Here’s a minimal GitHub Actions template we’ve used as a starting point:
name: ci
on:
pull_request:
push:
branches: [ main ]
jobs:
test-build:
runs-on: ubuntu-latest
steps:
- uses: actions/checkout@v4
- name: Set up runtime
uses: actions/setup-node@v4
with:
node-version: "20"
- name: Install
run: npm ci
- name: Test
run: npm test -- --ci
- name: Build
run: npm run build
- name: Security scan
run: npm audit --audit-level=high
The leadership move isn’t the YAML. It’s making the default path safe and fast, so teams don’t need to negotiate for basics. When we publish templates, we also publish the “why,” and we keep an owner responsible for maintaining them. Otherwise templates rot, and everyone quietly forks them into a dozen incompatible snowflakes.

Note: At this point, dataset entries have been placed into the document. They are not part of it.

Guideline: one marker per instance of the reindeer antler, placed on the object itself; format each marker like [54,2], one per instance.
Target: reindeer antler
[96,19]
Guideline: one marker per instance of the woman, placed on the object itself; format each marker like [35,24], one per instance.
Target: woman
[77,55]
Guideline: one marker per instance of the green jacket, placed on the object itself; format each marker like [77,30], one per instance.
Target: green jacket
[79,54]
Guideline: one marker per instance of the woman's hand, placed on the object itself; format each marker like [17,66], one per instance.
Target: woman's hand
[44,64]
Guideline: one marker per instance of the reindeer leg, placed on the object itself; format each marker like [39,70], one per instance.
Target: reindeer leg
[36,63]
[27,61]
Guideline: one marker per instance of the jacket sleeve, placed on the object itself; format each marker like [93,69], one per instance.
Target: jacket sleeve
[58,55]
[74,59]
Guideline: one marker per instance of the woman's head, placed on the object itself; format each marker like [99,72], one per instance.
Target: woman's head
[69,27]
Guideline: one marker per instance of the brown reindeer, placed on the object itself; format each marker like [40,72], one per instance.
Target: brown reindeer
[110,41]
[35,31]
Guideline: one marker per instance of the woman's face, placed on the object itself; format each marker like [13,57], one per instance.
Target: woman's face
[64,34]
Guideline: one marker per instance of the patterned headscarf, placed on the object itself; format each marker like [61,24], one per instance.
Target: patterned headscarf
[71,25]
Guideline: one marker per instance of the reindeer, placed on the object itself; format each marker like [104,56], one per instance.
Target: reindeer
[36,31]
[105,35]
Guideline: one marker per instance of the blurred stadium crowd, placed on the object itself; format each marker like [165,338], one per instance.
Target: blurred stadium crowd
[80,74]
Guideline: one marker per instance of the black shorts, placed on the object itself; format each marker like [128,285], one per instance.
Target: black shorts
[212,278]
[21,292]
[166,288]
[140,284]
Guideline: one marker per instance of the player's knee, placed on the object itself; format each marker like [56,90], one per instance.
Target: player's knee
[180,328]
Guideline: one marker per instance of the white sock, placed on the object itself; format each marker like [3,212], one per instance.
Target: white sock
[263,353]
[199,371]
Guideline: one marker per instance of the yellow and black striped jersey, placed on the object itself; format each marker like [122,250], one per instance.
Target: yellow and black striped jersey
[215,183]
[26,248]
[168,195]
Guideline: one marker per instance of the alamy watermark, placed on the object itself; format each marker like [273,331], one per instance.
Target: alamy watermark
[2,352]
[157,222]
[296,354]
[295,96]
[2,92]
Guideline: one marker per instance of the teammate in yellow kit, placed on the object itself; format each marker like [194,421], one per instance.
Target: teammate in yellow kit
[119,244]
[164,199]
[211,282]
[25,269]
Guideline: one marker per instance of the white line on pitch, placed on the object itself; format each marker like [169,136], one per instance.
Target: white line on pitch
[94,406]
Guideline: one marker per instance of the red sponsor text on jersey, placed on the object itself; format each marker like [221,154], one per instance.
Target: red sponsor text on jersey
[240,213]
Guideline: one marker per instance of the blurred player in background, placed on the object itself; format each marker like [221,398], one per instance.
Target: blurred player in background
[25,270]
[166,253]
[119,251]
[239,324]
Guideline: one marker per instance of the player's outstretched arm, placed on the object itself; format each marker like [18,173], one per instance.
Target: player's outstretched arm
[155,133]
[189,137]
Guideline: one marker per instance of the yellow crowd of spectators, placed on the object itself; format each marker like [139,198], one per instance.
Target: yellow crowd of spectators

We also keep an escape hatch. If a team needs to diverge, we ask for a short write-up and a revisit date. Standards should earn their place, not squat forever.
Feedback Loops: The Only Leadership Superpower We Need
We can’t out-manage a slow feedback loop. If our tests take an hour, our reviews take three days, and our deploy approvals require a council of elders, leadership will devolve into pushing people harder—and nobody wants that (including us, if we like sleeping).
So we lead by tightening feedback loops. That often means investing in unglamorous things: faster CI, stable test data, reproducible environments, clear ownership, and a culture that prefers small changes over “big bang” releases.
A habit we’ve adopted: make work visible and discuss it early. That can be as simple as a lightweight RFC process for changes that affect other teams. Not a novel, just enough to surface risks while they’re cheap.
We also keep retrospectives short and frequent. If we wait for the quarterly retro, we’ll forget what happened and we’ll be too annoyed to be constructive. Weekly or biweekly team retros, plus post-incident reviews, keeps learning close to the moment.
And yes, leaders need feedback too. We ask: “What’s one thing leadership did this sprint that helped? One thing that got in the way?” It stings sometimes, which is how we know it’s real.
If you want inspiration for making systems observable (which improves feedback loops dramatically), OpenTelemetry is a solid place to start. Better telemetry makes debugging less like folklore and more like engineering.
Growing Leaders: Promote the Ones Who Reduce Drama
Leadership pipelines matter as much as software pipelines. If we only promote the loudest firefighter, we’ll train the whole org to set small fires for attention. We’ve seen it. It’s not even malicious—it’s just incentives doing their thing.
We try to promote people who:
– make incidents calmer, not louder
– write runbooks, not legends
– reduce toil, not tolerate it
– mentor others without hoarding context
– ship improvements that outlive them
That means we need career ladders that value reliability work, documentation, operational excellence, and cross-team enabling. Otherwise our best operators will leave or burn out, because the org only rewards feature delivery.
We also rotate opportunities. Incident Commander duty shouldn’t be a permanent crown. It should be a skill the team develops. Same with presenting postmortems, owning templates, or leading a migration. Leadership is learned by doing, but it’s learned safely when there’s coaching, pairing, and clear expectations.
Finally, we treat “being busy” as a smell. If someone is always the only person who can do a thing, that’s a leadership failure in knowledge distribution. Our job is to make ourselves less critical over time. If that sounds threatening, congratulations—you’re human. We all have to grow past it.
Leadership that scales is mostly about multiplying competence, not multiplying meetings.